Le soir, on me ressert des œufs, et le lendemain matin aussi, au cas où je n’en aurais pas eu assez : en tant que végétarienne, je leur pose un problème d’étonnement majeur, comment peut-on refuser de manger de la viande ?!… Et comment peut-on survivre, surtout ?… Je mange dix-huit œufs au total pendant le week-end, et diverses autres spécialités huileuses et pimentées comme il se doit, et mets cinq jours à m’en remettre au final, mais l’expérience en valait la chandelle…

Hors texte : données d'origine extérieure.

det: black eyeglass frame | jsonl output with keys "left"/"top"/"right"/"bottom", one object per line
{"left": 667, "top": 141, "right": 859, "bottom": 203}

Nous passons la soirée dans le salon, avec les parents de Sophia, à qui elle traduit mes tentatives en mandarin, tout en m’explicitant leurs paroles à eux. Le salon est la pièce du fond, au rez-de-chaussée dans la cour. Tout se passe toujours au rez-de-chaussée, dans les fermes chinoises : le premier étage est réservé aux grains, et aux stocks divers d’où la mère de Sophia nous tirera d’ailleurs des trésors de cadeaux, noix, tofu fermenté (un condiment dont je ne peux plus me passer, depuis mon passage initial en Chine déjà…), fruits, au moment du départ. Le salon m’intrigue : ouvert aux quatre vents, noirci comme par deux siècles de fumée et de crasse intensive, il porte quand même une télévision, avec un lecteur de DVD, et une décoration, toute fascinante pour un Occidental en mal de grands mythes, de posters de Mao en technicolor… A part ça, les canapés sont défoncés, et on se fiche bien du confort de toute façon, le tout c’est de pouvoir discuter et fumer un peu, de temps en temps quand même, quand on a bien travaillé…

Nous repartons en bus avec Sophia, pour Kunming où il fait tout drôle d’arriver, après ça, dans le chaos sonore et visuel et les embouteillages cacophoniques passablement oubliés… Le mouvement, surtout : tout semble s’agiter à un rythme que personne ne semble trop mesurer, ni craindre, ni remuer même. « Quand on arrive en ville », comme dirait l’autre, quand on a quitté cet espace statique et séculaire de la campagne, on change, on déplace, on remplace, on s’agite lentement, et puis on recommence ailleurs s’il le faut…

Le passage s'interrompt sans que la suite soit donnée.